Zarate had been with Bellaire PD since 2009, and the following year, he was nominated as the department’s Officer of the Year, an honor selected by fellow officers.

He leaves behind a wife, a 25-year-old daughter and 11-year-old twin girls.

Moore is also a twin, and his twin brother allegedly was a passenger in the car at the time of the chase.

Quanell said Moore’s family contacted him after a witness released video showing what happened in the mall parking lot. Afterward, he talked to Moore and said it was of the “utmost importance” that they turn him in safely.

“This was a very tense one for me because of the time and the climate,” the community activist said. “I’ve done many of these, but this had to be one of the most intense ones because of the situation and the charge – the possible charges – the officer being killed at a time where everybody’s on edge in this country.”

Quanell said he wanted to make it clear that no one was a threat, and that no harm would come to anyone. He said Moore asked him repeatedly if police were going to shoot him.

“My instructions to him were to take off his shirt and put his hands in the air clearly where everybody can see them because we are talking about a police officer who’s dead. We’re talking about cops being shot across the country now. Some of these police officers are really on heightened edge,” he said. “I wanted to make sure there was no suspicion and no doubt that this young man was posing no threat, and that he was not armed, and that he was in a position of complete surrender so there was no suspicious idea that he was reaching for something.”

Quanell said Moore was concerned and nervous, and understands the seriousness of the case. He added that Moore has had trouble in the past with the law.

“I believe he’s been through the system before. He seems to have some experience with the system so we are not dealing with a young man who’s square as a pool table and twice as green,” he said.

Quanell said he wanted to make sure both he and Moore would be safe in the end.

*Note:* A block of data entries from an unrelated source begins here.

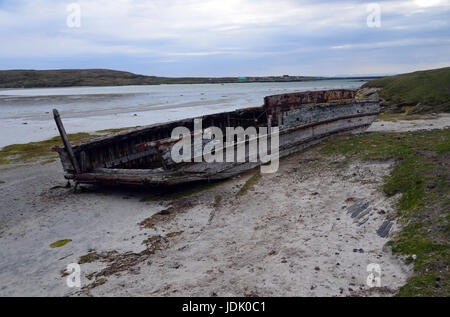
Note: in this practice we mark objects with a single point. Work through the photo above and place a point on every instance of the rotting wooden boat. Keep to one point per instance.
(142, 156)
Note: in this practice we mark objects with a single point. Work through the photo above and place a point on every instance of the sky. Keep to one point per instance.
(215, 38)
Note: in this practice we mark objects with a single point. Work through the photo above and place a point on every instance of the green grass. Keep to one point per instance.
(431, 88)
(421, 178)
(35, 150)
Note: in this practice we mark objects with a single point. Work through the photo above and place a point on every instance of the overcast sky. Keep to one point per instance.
(226, 37)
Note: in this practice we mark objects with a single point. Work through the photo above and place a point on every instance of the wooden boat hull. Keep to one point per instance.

“My concern was ‘Brother let’s get you turned in safely so you can live to see another day,” he said.

Quanell credited Bellaire Police Chief Byron Holloway for personally making sure all ran smoothly.

The chief says there is no rush to judgment and no charges have been filed at this time.

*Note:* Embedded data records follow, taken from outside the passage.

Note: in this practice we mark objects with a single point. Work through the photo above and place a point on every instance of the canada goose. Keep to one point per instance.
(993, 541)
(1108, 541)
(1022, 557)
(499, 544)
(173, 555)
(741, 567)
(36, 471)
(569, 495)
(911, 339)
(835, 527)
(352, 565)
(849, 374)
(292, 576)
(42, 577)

“We want to hear what the man has to say. Let’s not make an assumption that he done something intentionally to cause the death of an officer. He may have been involved in a criminal activity that led to the death of an officer,” Holloway said. “These are the things that we need to sort out. That he had enough character to come in and resolve this in a peaceful manner, we appreciate that.”

He also thanked Quanell for his service.

“I would like to thank Quanell for reaching his hand out to us and trying to make the community a safer place,” Holloway said.

Holloway explained that since the accident happened in the Houston city limits, the case will be handled by investigators with the Houston Police Department. After Moore finishes talking with Bellaire PD, HPD will decide if and when to proceed with charges.